The exercise aims to play around with data and priors to see how these influence the posterior using the Shiny App First Bayesian Infertence.
a) Pretend you know nothing about IQ except that it cannot be smaller than 40 and that values larger than 180 are impossible. Which prior will you choose?
b) Generate data for 22 individuals and run the Bayesian model (default option). Write down the prior and data specifications, and download the plot.
c) Change the prior to a distribution which would make more sense for IQ: we know it cannot be smaller than 40 or larger than 180, AND it is expected to be normally distributed around 100 (=prior mean). However, how sure are you about these values (=prior variance)? Try values for the prior variance of 10 and 1. Write down the prior and data specifications, run the two models, and download the plot. How would you describe the relationship between your level of uncertainty and the posterior variance?

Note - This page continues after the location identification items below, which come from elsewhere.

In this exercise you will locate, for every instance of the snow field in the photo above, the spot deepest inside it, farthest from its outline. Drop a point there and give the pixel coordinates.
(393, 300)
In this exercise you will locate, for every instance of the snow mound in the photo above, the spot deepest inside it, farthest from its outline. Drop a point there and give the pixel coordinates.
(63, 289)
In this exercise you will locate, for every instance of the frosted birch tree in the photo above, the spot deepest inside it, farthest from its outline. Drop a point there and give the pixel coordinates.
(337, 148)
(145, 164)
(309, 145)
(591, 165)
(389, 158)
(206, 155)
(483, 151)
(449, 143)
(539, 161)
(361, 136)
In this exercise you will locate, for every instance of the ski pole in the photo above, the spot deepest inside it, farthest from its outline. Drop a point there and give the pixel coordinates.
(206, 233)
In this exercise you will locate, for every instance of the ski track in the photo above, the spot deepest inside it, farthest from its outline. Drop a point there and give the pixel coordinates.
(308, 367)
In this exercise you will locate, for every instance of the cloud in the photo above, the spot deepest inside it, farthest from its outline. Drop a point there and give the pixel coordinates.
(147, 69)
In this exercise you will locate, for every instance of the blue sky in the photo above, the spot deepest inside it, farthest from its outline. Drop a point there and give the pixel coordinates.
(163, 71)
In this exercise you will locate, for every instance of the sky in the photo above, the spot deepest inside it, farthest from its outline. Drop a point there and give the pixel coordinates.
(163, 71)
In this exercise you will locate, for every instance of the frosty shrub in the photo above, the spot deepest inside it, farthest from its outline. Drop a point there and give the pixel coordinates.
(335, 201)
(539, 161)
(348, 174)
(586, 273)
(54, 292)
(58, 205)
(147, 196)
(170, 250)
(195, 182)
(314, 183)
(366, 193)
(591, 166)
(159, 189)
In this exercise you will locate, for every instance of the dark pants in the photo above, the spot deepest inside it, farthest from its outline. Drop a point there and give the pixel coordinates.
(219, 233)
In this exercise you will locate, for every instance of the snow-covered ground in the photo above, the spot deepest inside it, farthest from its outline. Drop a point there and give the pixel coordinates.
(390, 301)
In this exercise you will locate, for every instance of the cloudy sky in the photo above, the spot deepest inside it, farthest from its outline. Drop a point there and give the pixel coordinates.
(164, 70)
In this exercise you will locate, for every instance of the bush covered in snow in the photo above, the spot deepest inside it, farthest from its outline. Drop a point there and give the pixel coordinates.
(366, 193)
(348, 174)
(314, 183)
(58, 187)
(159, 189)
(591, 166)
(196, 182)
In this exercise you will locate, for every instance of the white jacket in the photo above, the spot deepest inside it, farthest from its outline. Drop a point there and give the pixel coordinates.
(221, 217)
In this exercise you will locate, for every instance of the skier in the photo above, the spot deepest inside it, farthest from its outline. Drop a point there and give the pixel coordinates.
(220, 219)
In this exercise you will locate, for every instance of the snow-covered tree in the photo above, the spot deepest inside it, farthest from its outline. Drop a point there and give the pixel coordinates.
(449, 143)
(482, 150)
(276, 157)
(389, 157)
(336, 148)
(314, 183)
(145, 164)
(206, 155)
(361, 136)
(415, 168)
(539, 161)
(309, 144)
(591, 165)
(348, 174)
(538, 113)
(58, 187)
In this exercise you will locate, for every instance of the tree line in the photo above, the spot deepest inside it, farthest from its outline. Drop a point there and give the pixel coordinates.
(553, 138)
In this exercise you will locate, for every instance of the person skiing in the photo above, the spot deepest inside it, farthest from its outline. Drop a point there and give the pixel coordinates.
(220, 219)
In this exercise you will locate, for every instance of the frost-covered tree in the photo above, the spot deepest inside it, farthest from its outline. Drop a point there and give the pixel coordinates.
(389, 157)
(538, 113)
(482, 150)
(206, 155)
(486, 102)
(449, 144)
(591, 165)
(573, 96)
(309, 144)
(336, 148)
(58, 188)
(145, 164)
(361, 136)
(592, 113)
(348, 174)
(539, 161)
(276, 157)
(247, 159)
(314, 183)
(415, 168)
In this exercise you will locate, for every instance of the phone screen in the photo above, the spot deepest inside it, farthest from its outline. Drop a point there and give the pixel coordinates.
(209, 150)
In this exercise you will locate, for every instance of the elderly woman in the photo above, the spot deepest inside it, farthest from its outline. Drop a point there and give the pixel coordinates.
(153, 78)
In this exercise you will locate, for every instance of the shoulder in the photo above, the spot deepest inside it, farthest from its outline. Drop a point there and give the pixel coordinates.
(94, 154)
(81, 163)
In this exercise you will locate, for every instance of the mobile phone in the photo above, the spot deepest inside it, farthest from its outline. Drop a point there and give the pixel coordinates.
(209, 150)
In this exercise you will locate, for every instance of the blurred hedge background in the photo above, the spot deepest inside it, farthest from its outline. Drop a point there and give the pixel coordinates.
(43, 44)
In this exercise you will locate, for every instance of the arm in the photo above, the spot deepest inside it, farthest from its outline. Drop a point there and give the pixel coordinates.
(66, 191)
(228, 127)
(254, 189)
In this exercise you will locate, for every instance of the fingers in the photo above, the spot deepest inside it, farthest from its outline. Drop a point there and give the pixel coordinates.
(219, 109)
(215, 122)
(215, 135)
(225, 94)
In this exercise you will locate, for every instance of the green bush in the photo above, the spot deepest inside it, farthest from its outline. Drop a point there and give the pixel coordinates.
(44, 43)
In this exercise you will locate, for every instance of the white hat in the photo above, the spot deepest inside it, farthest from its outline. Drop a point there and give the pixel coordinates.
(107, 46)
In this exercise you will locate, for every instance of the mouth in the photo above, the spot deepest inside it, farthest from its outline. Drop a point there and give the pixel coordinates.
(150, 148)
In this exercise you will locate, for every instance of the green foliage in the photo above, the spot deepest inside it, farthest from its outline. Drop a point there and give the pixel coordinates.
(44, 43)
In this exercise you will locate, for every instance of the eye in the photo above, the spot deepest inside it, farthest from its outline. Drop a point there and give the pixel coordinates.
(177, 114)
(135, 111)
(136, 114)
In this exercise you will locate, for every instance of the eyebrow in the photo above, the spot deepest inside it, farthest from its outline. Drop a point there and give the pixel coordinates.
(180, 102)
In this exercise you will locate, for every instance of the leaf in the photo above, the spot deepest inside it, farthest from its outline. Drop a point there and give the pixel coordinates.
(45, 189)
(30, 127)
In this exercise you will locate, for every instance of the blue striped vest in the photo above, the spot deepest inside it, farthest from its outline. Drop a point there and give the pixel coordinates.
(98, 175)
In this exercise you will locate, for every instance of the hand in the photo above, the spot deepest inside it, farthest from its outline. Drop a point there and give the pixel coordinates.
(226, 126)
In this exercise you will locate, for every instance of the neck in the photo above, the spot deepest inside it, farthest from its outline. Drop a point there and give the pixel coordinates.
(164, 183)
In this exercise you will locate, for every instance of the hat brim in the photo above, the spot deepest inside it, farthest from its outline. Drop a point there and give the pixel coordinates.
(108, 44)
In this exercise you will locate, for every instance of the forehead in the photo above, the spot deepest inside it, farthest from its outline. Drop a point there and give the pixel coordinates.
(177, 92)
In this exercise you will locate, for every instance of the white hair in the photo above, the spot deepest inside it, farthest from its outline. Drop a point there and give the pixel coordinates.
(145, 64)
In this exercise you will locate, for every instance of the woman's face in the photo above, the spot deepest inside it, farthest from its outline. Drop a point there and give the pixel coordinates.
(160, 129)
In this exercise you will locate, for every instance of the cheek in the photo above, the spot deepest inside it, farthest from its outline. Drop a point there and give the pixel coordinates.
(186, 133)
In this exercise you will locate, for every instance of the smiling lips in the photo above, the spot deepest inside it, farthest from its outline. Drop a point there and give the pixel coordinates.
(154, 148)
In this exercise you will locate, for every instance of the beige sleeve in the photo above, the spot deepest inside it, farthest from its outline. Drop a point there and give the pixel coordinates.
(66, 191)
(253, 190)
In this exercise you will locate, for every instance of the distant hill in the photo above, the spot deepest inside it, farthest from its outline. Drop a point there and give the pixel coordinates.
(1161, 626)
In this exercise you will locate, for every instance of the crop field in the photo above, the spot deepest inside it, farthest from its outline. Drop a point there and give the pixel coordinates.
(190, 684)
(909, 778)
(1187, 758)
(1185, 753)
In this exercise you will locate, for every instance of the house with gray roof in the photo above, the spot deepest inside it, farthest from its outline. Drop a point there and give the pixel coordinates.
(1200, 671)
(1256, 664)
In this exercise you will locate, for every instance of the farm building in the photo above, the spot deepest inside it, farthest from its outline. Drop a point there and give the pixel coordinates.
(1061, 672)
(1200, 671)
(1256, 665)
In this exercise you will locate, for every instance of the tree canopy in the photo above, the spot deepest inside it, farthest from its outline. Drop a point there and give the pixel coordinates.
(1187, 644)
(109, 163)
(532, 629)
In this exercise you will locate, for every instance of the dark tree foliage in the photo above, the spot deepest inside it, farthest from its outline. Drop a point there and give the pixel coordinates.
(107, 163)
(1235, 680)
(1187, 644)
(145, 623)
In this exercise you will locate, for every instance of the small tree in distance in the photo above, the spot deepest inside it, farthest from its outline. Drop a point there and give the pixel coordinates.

d) Now, re-run the model with a larger sample size (n=100). Write down the prior and data specifications, run the model, and download the plot. How are the current results different from the results under 'c'?
e) Repeat steps 'c' and 'd' but now for a different prior mean using a sample size of 22 (assuming your prior knowledge conflicts with the data, e.g., IQ_mean=90). Write down the prior and data specifications, run the model, and download the plot. How did the new results differ when compared to the results with a 'correct' prior mean?
f) What happens if your prior mean is exceptionally far away from the data, for example, IQ_mean=70 (using n=22). Write down the prior and data specifications, run the model, and download the plot. How did the new results differ when compared to the results with a 'correct' prior mean? Note that this situation is extreme, and in reality, the prior is much closer to the data.
g) So far, we assumed the variance of IQ to be known, which is not realistic. Re-run models 'e' and 'f'' using the option 'Run with Sigma Unknown'. In the background, the software JAGS estimates the mean of IQ and its variance using MCMC-sampling. The posterior is no longer analytically obtained but is approximated. As a result, the posterior distribution looks wobbly, and every time you hit the 'run'-button, it will look a bit different (give it a try). Can you describe the difference between the previous results under 'f'' and the current results? If you run the model again, but with n=50 the posterior is again a compromise between the prior and the data. Can you explain? (Note that this is a difficult question!)